A significant section of the Inflation Reduction Act (H.R. 5376) recently signed into law was targeted at lowering public spending on prescription drugs (Subtitle B: Prescription Drug Pricing Reform). The new laws include Medicare negotiation and includes a provision that disproportionately affects small molecules which have triggered reactions throughout the industry from the extreme of “this is the end of small molecule drug discovery as we know it” to “this may not cause permanent damage.” But what’s actually in the legislation, and what does it mean in practice for drug discovery professionals?
Here, commercial reviewer Anthony Vaganos, helps explain what’s in the act and how it impacts drug hunters.
What is the Inflation Reduction Act and What’s Relevant to Drug Hunters?
On August 16th, President Biden signed the $700 billion Inflation Reduction Act of 2022 into law, which includes reforms covering a wide variety of areas including climate change, healthcare, and taxation. The healthcare specific portion of the act is estimated to lower the government deficit by $237 billion to over $265 billion over the next decade based on CBO and senate estimates.

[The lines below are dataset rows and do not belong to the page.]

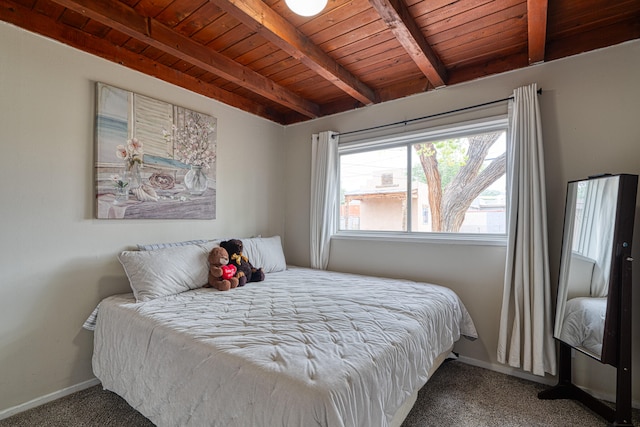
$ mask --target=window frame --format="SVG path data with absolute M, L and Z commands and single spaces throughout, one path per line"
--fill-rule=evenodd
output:
M 337 168 L 337 218 L 340 218 L 340 178 L 342 171 L 342 155 L 357 154 L 367 151 L 382 150 L 386 148 L 408 147 L 407 149 L 407 170 L 411 170 L 411 150 L 416 143 L 426 141 L 438 141 L 448 138 L 464 137 L 470 134 L 479 134 L 504 130 L 506 132 L 506 153 L 507 168 L 506 174 L 511 170 L 509 155 L 511 147 L 509 144 L 509 119 L 507 114 L 500 114 L 480 119 L 455 122 L 448 125 L 425 127 L 402 134 L 397 132 L 392 135 L 374 135 L 367 138 L 354 139 L 338 144 L 338 168 Z M 407 174 L 407 192 L 411 191 L 411 174 Z M 506 206 L 509 206 L 511 193 L 509 184 L 506 185 Z M 411 201 L 409 200 L 409 206 Z M 411 221 L 411 209 L 407 218 L 408 224 Z M 336 221 L 334 238 L 349 240 L 392 240 L 397 242 L 433 242 L 451 243 L 466 245 L 490 245 L 505 246 L 508 239 L 509 215 L 508 209 L 505 212 L 505 233 L 439 233 L 428 231 L 372 231 L 372 230 L 340 230 L 340 221 Z

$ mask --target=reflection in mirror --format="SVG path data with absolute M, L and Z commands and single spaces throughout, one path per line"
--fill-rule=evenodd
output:
M 570 182 L 554 336 L 600 360 L 619 176 Z
M 558 384 L 540 399 L 574 399 L 614 426 L 631 421 L 631 246 L 638 175 L 570 182 L 558 281 L 554 337 Z M 571 379 L 573 349 L 616 368 L 615 409 Z

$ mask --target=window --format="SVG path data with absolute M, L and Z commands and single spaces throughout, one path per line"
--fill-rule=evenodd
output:
M 504 237 L 506 135 L 501 117 L 340 144 L 340 231 Z

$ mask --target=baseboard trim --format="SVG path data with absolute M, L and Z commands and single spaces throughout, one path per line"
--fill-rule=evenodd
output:
M 3 409 L 2 411 L 0 411 L 0 420 L 4 420 L 5 418 L 9 418 L 12 415 L 19 414 L 21 412 L 28 411 L 29 409 L 44 405 L 45 403 L 53 402 L 54 400 L 68 396 L 77 391 L 85 390 L 98 384 L 100 384 L 100 380 L 98 380 L 97 378 L 93 378 L 73 385 L 71 387 L 63 388 L 62 390 L 54 391 L 53 393 L 40 396 L 36 399 L 30 400 L 12 408 Z

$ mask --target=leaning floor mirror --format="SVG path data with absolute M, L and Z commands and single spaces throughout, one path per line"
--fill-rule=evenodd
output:
M 631 423 L 631 243 L 637 175 L 602 175 L 567 186 L 554 337 L 558 385 L 541 399 L 575 399 L 614 426 Z M 571 352 L 617 368 L 615 409 L 571 379 Z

Included in the bill are healthcare reforms targeted at lowering prescription drug spending which largely impact government sponsored healthcare plans such as Medicare (covers all Americans, ≥65 years old) and Medicaid/CHIP (covers 11 – 37% of eligible patients depending on the state) but also includes changes to commercial insurance procured through Affordable Care Act marketplace.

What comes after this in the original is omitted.